With the sharp falls in commodities prices in the second half of 2008, investors are questioning the concept of the commodity super cycle and the rationale for investing in that asset class.
Indeed, this year's 15 per cent rally in commodities is being ascribed to temporary factors, including speculative short covering and stockpiling in China. Last year's near 40 per cent pullback in commodities, though, should be viewed as a healthy correction in a secular commodity bull market. Indeed, there are three reasons for expecting commodities to perform well over coming years.
First, the structural strength in the global economy resides in the emerging market economies. Since experiencing significant economic hardship during the series of EM crises between 1997 and 2001, these economies have been paying down debt, increasing savings and building reserves. As a result of that structural economic strength and the stimuli now being applied to these economies, we expect the EM economies to act as the major driver of global growth over the coming decade.

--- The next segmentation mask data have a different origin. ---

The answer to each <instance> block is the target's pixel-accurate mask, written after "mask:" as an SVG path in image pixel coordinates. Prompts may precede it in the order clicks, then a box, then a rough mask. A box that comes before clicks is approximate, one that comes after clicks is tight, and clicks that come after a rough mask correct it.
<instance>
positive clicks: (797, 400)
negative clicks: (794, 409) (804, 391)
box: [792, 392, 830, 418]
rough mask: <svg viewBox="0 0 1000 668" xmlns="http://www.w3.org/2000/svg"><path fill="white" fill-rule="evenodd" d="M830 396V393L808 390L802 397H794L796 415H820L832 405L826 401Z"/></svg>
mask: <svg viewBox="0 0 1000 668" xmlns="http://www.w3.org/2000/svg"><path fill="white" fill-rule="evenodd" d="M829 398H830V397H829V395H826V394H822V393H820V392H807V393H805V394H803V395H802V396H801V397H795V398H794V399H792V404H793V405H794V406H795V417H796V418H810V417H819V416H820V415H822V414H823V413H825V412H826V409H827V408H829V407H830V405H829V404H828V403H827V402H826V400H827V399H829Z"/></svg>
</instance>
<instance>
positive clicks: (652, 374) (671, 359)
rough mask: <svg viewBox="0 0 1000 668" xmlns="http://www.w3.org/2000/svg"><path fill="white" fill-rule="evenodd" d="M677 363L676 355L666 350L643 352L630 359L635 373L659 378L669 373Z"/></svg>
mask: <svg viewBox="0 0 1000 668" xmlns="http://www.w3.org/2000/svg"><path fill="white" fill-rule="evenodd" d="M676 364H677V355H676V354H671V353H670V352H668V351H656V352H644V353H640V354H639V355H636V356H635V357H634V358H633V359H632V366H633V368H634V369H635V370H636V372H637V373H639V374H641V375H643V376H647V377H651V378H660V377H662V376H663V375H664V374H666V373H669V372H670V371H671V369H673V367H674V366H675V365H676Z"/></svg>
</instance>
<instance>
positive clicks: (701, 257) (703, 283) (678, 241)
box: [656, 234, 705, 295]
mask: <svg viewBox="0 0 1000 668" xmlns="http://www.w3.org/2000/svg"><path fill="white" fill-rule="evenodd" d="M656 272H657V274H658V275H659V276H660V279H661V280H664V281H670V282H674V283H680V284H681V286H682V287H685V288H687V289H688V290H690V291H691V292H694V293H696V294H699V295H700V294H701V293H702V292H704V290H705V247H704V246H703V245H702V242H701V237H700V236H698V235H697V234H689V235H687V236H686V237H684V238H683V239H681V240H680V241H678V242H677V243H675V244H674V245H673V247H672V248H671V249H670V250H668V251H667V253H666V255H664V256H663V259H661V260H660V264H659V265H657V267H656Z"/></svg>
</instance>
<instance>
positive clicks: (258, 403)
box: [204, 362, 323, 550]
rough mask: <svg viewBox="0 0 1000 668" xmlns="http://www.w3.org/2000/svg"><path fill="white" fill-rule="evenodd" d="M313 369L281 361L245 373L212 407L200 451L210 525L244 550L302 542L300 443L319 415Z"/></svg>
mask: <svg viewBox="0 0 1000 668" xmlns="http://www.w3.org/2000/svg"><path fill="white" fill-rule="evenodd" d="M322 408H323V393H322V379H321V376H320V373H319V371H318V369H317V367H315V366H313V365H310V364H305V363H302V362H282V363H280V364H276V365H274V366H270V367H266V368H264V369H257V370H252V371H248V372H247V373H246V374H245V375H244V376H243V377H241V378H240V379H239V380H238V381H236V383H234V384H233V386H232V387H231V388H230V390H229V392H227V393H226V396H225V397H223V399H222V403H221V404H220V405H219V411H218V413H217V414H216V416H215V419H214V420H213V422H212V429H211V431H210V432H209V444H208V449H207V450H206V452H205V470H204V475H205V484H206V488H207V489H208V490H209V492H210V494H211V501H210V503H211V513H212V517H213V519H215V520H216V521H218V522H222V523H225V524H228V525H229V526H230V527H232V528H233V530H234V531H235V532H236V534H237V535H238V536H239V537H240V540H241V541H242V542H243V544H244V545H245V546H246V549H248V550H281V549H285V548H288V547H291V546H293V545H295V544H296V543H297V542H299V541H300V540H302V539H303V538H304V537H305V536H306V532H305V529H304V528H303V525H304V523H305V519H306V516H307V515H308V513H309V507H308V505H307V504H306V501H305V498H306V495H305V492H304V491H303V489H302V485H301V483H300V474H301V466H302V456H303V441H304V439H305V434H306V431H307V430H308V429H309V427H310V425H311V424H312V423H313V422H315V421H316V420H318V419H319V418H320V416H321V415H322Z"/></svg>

Most importantly, given the voracious appetite for commodities in these industrial- ising economies, demand for major global commodities should rise significantly. Already China's consumption of copper has risen rapidly in 2009, as the fiscal stimulus plan and rapid lending growth combine to drive a recovery. Our long-term demand forecast suggests consumption of key commodities by the Brics (Brazil, Russia, India and China) alone, especially China, will account for the majority of global consumption by 2020 as their economic growth remains rapid and becomes increasingly commodity intensive.